2. Log at `info` whether the group was created or already existed.
### Why `>` not `0` for the read ID
`>` means "deliver only new entries, not pending ones for this consumer." That's what we want for the steady-state loop. Phase 3 will add an explicit `XAUTOCLAIM` step at startup (and periodically) to pull stuck pending entries from dead consumers; Phase 1 relies on the natural redelivery via consumer-group resumption (when a dead instance restarts with the same name, it sees its old PEL).
## Acceptance criteria
- [ ] `pnpm typecheck`, `pnpm lint`, `pnpm test` clean.
- [ ] Unit tests cover: happy path, `BUSYGROUP` swallow, decode error skip, partial-ACK, clean stop.
- [ ] Stop signal causes the loop to exit within one `BATCH_BLOCK_MS` tick.
## Risks / open questions
- **Consumer name uniqueness.** Two instances with the same `REDIS_CONSUMER_NAME` will both read from the same PEL, which is undefined behaviour. Task 1.3 already documents that `INSTANCE_ID` (which defaults `REDIS_CONSUMER_NAME`) must be unique per instance — surface this again in the operator-facing README later.

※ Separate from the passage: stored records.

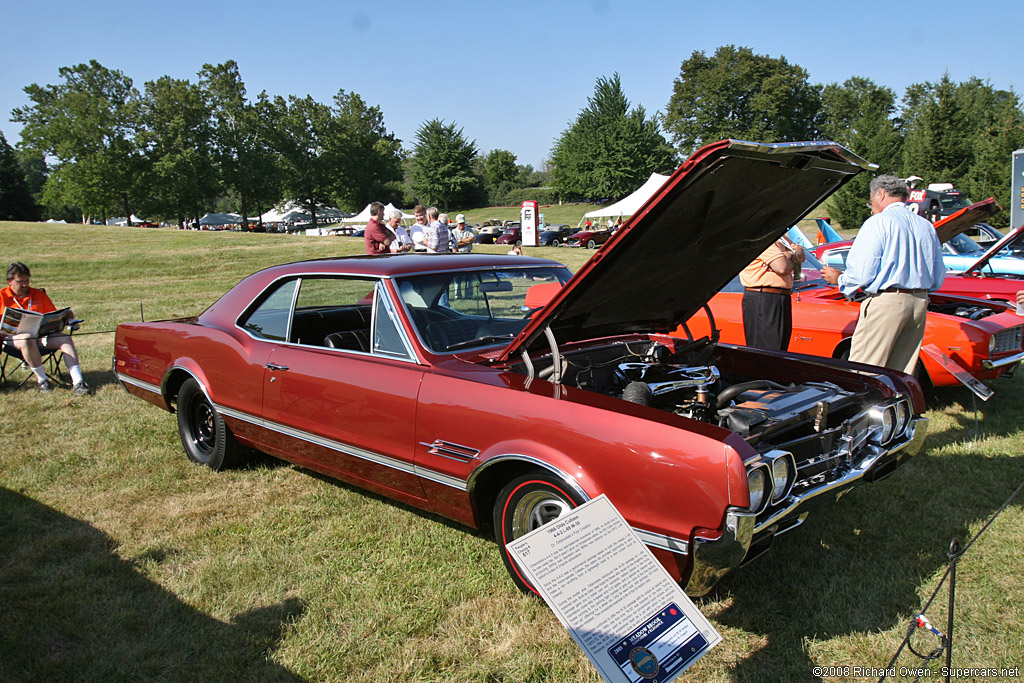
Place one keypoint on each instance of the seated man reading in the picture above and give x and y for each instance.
(18, 294)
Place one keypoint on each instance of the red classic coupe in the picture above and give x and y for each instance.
(432, 379)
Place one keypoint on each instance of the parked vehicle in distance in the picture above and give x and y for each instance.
(512, 235)
(554, 236)
(445, 382)
(937, 201)
(486, 235)
(591, 239)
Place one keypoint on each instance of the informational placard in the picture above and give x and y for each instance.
(614, 598)
(958, 371)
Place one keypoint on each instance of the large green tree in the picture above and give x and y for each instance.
(371, 157)
(440, 168)
(938, 132)
(965, 134)
(861, 116)
(177, 134)
(16, 202)
(248, 166)
(305, 134)
(89, 123)
(736, 93)
(501, 175)
(610, 148)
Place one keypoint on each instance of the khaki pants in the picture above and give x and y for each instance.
(890, 330)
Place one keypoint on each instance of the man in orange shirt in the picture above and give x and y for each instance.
(18, 294)
(767, 285)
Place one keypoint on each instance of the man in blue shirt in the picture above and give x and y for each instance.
(896, 260)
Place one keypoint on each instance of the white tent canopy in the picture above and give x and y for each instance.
(630, 205)
(364, 215)
(294, 212)
(135, 220)
(220, 219)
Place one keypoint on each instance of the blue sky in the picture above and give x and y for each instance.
(513, 75)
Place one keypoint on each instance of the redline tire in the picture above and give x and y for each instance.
(206, 438)
(524, 504)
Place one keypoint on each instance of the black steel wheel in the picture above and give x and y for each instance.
(525, 504)
(205, 436)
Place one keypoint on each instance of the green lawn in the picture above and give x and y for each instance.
(121, 560)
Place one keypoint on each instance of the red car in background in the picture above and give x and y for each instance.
(984, 339)
(982, 280)
(591, 239)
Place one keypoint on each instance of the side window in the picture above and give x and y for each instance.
(387, 339)
(269, 319)
(334, 312)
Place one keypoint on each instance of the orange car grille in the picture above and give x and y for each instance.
(1008, 340)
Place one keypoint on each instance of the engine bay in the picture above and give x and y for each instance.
(689, 380)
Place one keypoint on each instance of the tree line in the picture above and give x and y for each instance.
(94, 145)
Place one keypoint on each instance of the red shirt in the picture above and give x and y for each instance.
(36, 300)
(374, 236)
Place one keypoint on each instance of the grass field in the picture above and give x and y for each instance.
(121, 560)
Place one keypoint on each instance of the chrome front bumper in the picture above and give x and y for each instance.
(713, 559)
(988, 364)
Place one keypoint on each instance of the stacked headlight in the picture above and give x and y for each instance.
(883, 423)
(783, 473)
(902, 416)
(890, 421)
(758, 481)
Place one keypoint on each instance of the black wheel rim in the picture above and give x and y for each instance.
(204, 427)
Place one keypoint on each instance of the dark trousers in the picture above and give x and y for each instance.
(767, 319)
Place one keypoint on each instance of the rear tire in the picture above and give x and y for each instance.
(205, 436)
(526, 503)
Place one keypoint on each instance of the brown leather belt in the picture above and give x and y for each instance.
(769, 290)
(900, 290)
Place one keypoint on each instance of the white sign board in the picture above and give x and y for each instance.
(615, 599)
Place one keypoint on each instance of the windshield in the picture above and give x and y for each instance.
(474, 308)
(963, 245)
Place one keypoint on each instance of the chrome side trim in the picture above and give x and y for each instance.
(354, 452)
(145, 386)
(456, 452)
(988, 364)
(569, 481)
(662, 541)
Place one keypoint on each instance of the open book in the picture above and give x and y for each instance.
(18, 321)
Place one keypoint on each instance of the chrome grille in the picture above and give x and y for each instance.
(1008, 340)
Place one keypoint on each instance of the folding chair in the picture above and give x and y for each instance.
(12, 366)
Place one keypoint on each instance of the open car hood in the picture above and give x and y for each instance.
(953, 224)
(712, 217)
(1014, 239)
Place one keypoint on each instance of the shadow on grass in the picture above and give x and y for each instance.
(863, 564)
(74, 610)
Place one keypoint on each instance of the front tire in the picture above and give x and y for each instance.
(205, 436)
(525, 504)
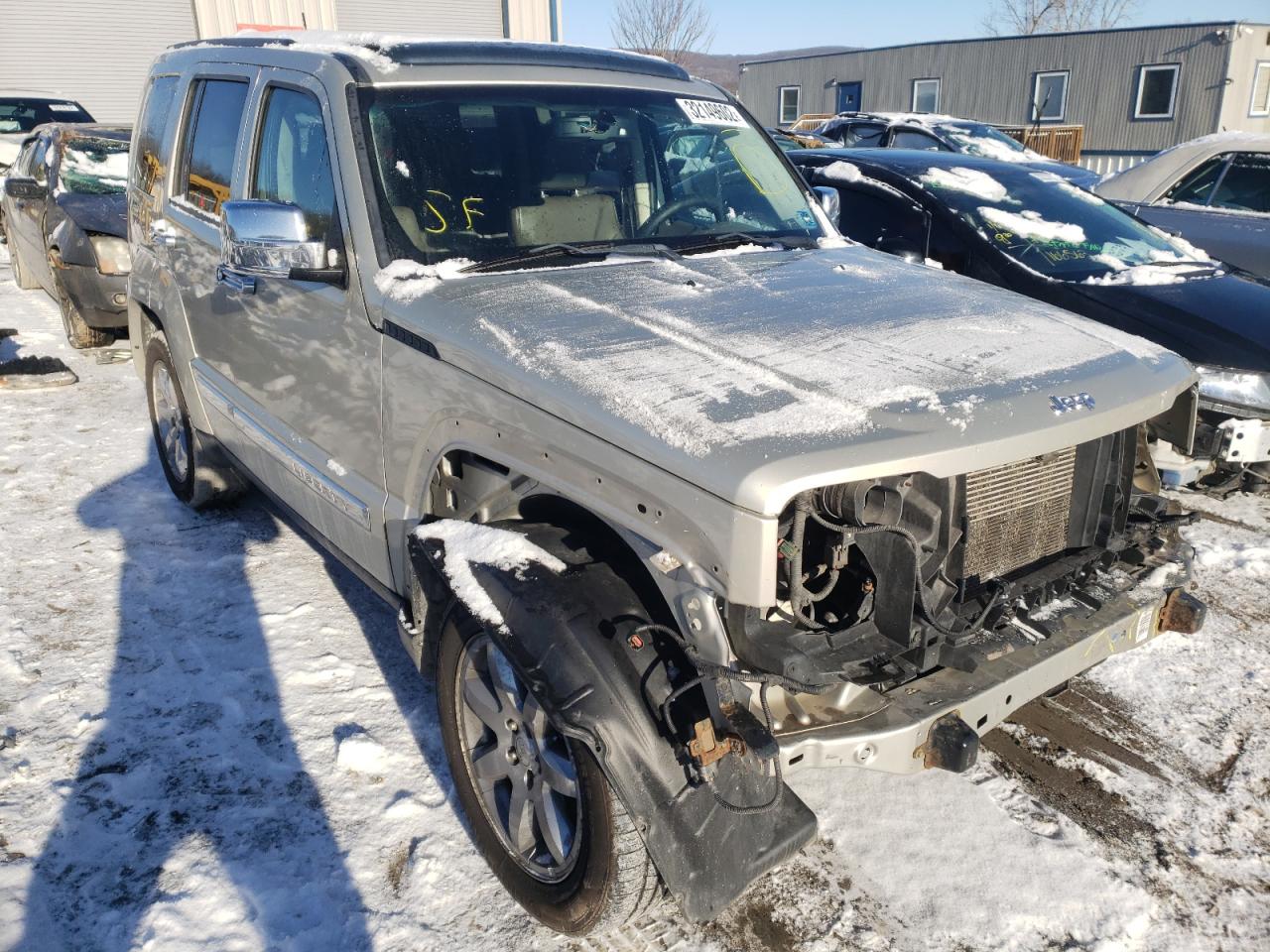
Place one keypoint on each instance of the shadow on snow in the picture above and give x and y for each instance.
(194, 751)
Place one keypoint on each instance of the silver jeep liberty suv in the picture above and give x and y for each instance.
(675, 489)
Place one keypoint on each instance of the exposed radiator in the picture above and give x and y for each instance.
(1017, 513)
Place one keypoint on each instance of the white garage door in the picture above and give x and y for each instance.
(452, 18)
(98, 54)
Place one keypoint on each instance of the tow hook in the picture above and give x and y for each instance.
(952, 746)
(1183, 613)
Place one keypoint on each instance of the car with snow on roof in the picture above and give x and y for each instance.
(943, 134)
(1213, 190)
(1042, 236)
(665, 525)
(64, 211)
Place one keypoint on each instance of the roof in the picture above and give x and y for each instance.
(992, 40)
(384, 53)
(910, 162)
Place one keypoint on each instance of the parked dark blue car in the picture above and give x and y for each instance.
(1037, 234)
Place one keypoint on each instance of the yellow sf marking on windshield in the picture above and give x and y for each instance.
(432, 208)
(471, 212)
(753, 181)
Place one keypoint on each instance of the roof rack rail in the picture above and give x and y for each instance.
(234, 41)
(502, 53)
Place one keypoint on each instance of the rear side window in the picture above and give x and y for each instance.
(1246, 184)
(293, 164)
(39, 167)
(149, 171)
(211, 143)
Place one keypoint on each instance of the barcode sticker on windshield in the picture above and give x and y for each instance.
(705, 112)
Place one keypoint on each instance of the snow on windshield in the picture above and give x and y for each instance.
(841, 172)
(95, 166)
(407, 281)
(1029, 225)
(703, 356)
(969, 180)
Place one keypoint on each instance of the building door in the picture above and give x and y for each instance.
(848, 96)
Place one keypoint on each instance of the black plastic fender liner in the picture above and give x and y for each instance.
(567, 636)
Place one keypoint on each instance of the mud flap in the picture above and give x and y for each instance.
(589, 680)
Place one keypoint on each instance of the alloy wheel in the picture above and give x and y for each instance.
(521, 767)
(171, 420)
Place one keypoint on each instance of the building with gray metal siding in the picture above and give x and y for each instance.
(1133, 90)
(99, 53)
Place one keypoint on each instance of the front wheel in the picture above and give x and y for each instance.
(541, 810)
(195, 471)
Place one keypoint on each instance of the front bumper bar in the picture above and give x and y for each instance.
(890, 731)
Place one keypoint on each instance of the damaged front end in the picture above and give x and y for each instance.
(925, 610)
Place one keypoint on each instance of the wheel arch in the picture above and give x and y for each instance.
(471, 486)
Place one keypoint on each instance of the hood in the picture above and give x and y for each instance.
(1223, 321)
(758, 375)
(104, 214)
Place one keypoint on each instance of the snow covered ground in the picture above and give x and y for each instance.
(209, 739)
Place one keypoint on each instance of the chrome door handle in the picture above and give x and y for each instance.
(241, 284)
(163, 234)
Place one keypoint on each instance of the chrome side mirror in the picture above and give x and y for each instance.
(829, 202)
(262, 239)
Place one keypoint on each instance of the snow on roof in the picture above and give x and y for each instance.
(1029, 225)
(969, 180)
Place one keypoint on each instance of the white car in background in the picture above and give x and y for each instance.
(1213, 190)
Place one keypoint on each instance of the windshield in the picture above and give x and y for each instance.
(91, 166)
(26, 114)
(979, 139)
(1052, 226)
(485, 175)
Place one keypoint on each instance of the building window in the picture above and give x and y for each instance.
(1049, 96)
(926, 96)
(789, 99)
(1157, 91)
(1261, 90)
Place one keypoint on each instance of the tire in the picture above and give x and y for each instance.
(77, 331)
(607, 878)
(21, 277)
(191, 462)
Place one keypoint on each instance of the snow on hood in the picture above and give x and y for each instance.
(785, 347)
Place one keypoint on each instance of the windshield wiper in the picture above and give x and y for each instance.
(733, 239)
(1174, 263)
(561, 249)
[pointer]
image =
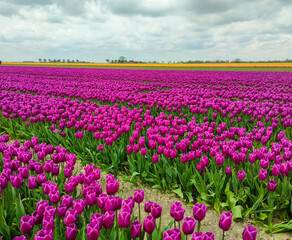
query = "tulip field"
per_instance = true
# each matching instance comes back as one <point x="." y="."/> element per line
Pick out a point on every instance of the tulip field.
<point x="217" y="139"/>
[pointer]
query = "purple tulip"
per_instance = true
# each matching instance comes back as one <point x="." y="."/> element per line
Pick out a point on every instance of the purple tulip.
<point x="92" y="231"/>
<point x="249" y="233"/>
<point x="78" y="206"/>
<point x="272" y="185"/>
<point x="23" y="171"/>
<point x="188" y="225"/>
<point x="263" y="174"/>
<point x="124" y="220"/>
<point x="225" y="221"/>
<point x="42" y="178"/>
<point x="67" y="200"/>
<point x="70" y="217"/>
<point x="32" y="182"/>
<point x="26" y="224"/>
<point x="148" y="206"/>
<point x="91" y="198"/>
<point x="97" y="218"/>
<point x="228" y="171"/>
<point x="199" y="211"/>
<point x="156" y="210"/>
<point x="149" y="224"/>
<point x="48" y="223"/>
<point x="172" y="234"/>
<point x="71" y="232"/>
<point x="139" y="196"/>
<point x="20" y="238"/>
<point x="198" y="236"/>
<point x="61" y="210"/>
<point x="143" y="151"/>
<point x="16" y="180"/>
<point x="178" y="213"/>
<point x="112" y="187"/>
<point x="241" y="175"/>
<point x="108" y="219"/>
<point x="136" y="229"/>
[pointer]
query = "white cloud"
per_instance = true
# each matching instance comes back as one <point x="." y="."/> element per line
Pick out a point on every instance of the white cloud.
<point x="164" y="30"/>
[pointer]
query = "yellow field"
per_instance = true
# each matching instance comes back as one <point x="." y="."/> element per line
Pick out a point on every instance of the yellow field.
<point x="171" y="65"/>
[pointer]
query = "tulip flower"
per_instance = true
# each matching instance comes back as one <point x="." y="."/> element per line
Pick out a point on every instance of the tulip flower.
<point x="249" y="233"/>
<point x="108" y="219"/>
<point x="199" y="213"/>
<point x="272" y="185"/>
<point x="149" y="224"/>
<point x="26" y="224"/>
<point x="92" y="231"/>
<point x="70" y="217"/>
<point x="188" y="225"/>
<point x="263" y="174"/>
<point x="16" y="180"/>
<point x="241" y="175"/>
<point x="124" y="219"/>
<point x="225" y="221"/>
<point x="136" y="229"/>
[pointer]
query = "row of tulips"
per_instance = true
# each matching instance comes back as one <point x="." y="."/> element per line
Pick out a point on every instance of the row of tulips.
<point x="55" y="204"/>
<point x="223" y="131"/>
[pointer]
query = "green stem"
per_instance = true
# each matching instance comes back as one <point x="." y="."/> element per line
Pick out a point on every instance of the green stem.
<point x="199" y="226"/>
<point x="139" y="212"/>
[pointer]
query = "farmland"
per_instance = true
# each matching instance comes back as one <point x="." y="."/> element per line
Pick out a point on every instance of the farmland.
<point x="217" y="139"/>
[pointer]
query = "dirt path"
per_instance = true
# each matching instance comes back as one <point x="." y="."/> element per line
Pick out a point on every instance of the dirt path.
<point x="209" y="224"/>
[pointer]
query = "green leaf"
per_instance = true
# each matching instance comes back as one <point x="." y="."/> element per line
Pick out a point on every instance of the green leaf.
<point x="237" y="212"/>
<point x="156" y="186"/>
<point x="4" y="229"/>
<point x="134" y="174"/>
<point x="168" y="226"/>
<point x="20" y="212"/>
<point x="179" y="192"/>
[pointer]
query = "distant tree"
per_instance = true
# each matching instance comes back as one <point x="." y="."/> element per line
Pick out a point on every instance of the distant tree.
<point x="122" y="59"/>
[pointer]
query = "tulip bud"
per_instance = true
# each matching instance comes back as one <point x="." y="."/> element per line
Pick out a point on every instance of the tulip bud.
<point x="199" y="211"/>
<point x="26" y="224"/>
<point x="188" y="225"/>
<point x="272" y="185"/>
<point x="92" y="231"/>
<point x="139" y="196"/>
<point x="136" y="229"/>
<point x="249" y="233"/>
<point x="124" y="220"/>
<point x="149" y="224"/>
<point x="108" y="219"/>
<point x="156" y="210"/>
<point x="225" y="221"/>
<point x="71" y="232"/>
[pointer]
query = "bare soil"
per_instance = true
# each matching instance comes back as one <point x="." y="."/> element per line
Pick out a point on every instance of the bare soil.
<point x="209" y="224"/>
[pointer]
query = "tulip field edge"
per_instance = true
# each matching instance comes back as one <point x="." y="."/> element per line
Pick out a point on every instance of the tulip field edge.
<point x="222" y="139"/>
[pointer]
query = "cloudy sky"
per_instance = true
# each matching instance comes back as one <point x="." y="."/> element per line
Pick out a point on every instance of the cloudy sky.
<point x="147" y="30"/>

- **Long sink calls block the loop.** If the Postgres writer takes 30s, no new records are read. That's fine for Phase 1 (Postgres should be fast); Phase 3 may add a configurable max-in-flight if writer pressure becomes an issue.
## Done
`src/core/consumer.ts` — XREADGROUP loop with `ensureConsumerGroup`, `decodeBatch`, partial-ACK semantics, `connectRedis` (co-located, not in `src/db/`), and clean stop. `test/consumer.test.ts` — 11 tests covering happy path, partial ACK, BUSYGROUP swallow, decode error skip, missing payload skip, XREADGROUP backoff, clean stop. Landed in `68d3da3`.